Na vinificação (em tinto) ocorrem simultaneamente um fenómeno químico (fermentação) e um fenómeno físico (maceração). A fermentação converte os açucares em álcoois, sobretudo etanol. Na maceração o etanol que se vai formando extrai os compostos fenólicos das partes sólidas da uva.
Comer uvas é obviamente saudável, beber o sumo também. Mas por norma as partes sólidas são rejeitadas (cuspidas). Seria mais saudável e nutritivo mastigar as películas e grainhas. Porém a maneira mais eficaz de extrair os compostos fenólicos ocorre quando a fermentação do mosto se processa em simultâneo com a maceração das partes sólidos. O álcool que se vai formando é responsável pela extração dos compostos fenólicos existentes nas partes sólidas. Daí a importância do álcool e consequentemente do vinho.
É verdade que estão disponíveis no mercado vinhos sem álcool, bem como suplementos constituídos pelos compostos fenólicos isoladamente. Mas o vinho é uma bebida muito complexa e os seus benefícios resultam da sinergia de todos os seus componentes incluindo o álcool.
A uva é o fruto mais cultivado no mundo e deve ser consumido ao natural ou, talvez melhor em passas. Mas tal não substitui o consumo habitual do vinho.

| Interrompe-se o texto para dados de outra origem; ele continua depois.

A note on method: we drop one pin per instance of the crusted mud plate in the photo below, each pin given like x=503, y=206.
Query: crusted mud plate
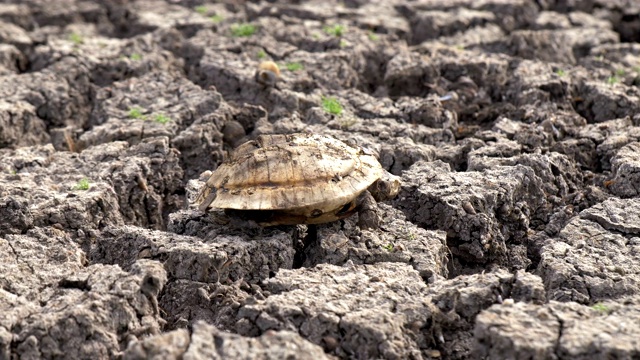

Relativamente ao vinho branco, refira-se que a vinificação tradicional é feita pelo processo de bica aberta, que implica a separação das partes sólidas antes do início da fermentação do mosto. No entanto nos tempos mais recentes tem-se recorrido à maceração pelicular controlada, com o objetivo de melhorar os seus aromas e beneficiar dos compostos fenólicos extraídos com este procedimento.
Apresentação do autor
Valentim Ribeiro de Almeida ingressou no Colégio La Salle de Barcelos em 2/10/1956. Continuou estudos em Bujedo, Espanha.
A sua formação superior passou pelas 3 universidades de Lisboa: Licenciado em Química pela Clássica, Mestre pelo Instituto Superior Técnico e Doutor pela Nova.
Foi docente durante 17 anos na Universidade do Algarve, tendo presidido ao Departamento de Engenharia Alimentar durante alguns períodos.
Foi Presidente do Conselho Diretivo do Instituto Superior de Engenharia do Algarve durante 2 mandatos de 3 anos.